E.: In questo momento, che differenza c’è tra un musicista e un operaio, a livello di garanzie? In entrambi i casi, il posto fisso non esiste più.
T.: Forse questo darà un nuovo impulso vitale alla musica. Molti artisti preferivano aggrapparsi a un lavoro sicuro; ora che non c’è più questa possibilità, magari ricominceranno a puntare sulla propria passione, piuttosto che sulla sicurezza economica.
B.: Progetti futuri?
E.: Torme sta lavorando al nuovo disco di Yoshi, che è molto potente, mentre io sto lavorando al mio nuovo album. Tutto ciò che faremo, comprese le produzioni Funk Ya Mama, sarà regolarmente targato Siamesi Distribution: speriamo di allargare il più possibile questo circuito, secondo noi ha delle potenzialità.

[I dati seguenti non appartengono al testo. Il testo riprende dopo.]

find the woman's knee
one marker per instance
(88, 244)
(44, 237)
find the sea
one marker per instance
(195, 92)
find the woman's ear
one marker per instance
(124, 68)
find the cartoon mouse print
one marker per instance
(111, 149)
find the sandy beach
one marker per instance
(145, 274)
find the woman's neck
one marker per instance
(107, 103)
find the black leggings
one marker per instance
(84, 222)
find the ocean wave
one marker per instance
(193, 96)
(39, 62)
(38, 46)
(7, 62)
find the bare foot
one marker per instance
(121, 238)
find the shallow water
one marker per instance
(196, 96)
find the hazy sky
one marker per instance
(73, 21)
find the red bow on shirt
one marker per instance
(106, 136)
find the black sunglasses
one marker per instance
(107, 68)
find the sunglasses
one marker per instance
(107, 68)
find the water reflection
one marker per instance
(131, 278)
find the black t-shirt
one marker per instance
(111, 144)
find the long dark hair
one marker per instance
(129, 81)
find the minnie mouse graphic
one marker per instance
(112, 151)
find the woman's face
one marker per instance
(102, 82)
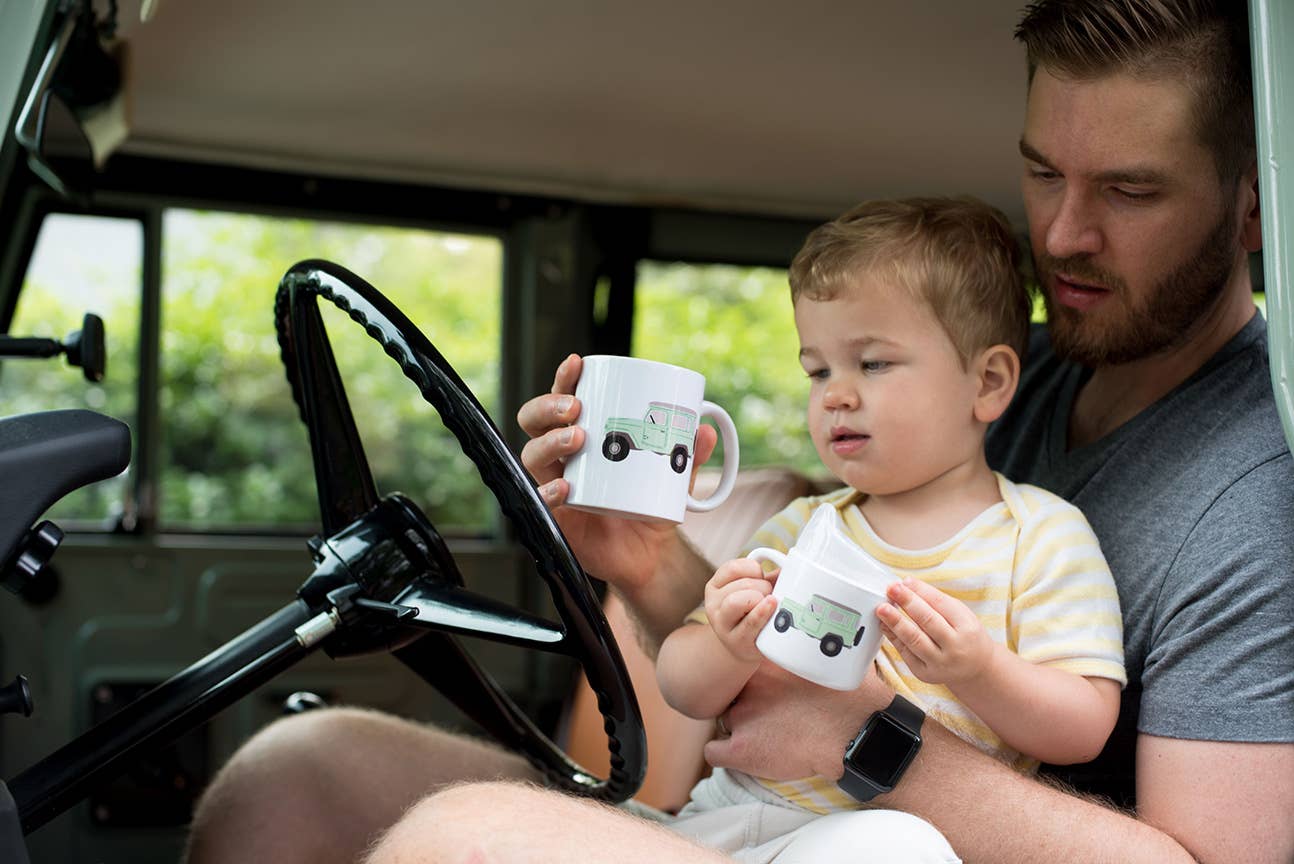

T.: E abbiamo fondato una nostra mini-televisione sul network Mogulus.com, una piattaforma su cui ciascuno può creare il proprio palinsesto. Si chiama One Time TV (www.mogulus.com/1timetv) e passiamo solo video, di quelli che ormai è difficile trovare in circolazione. Un progetto che ci ha divertito tantissimo, invitiamo tutti a darci un’occhiata!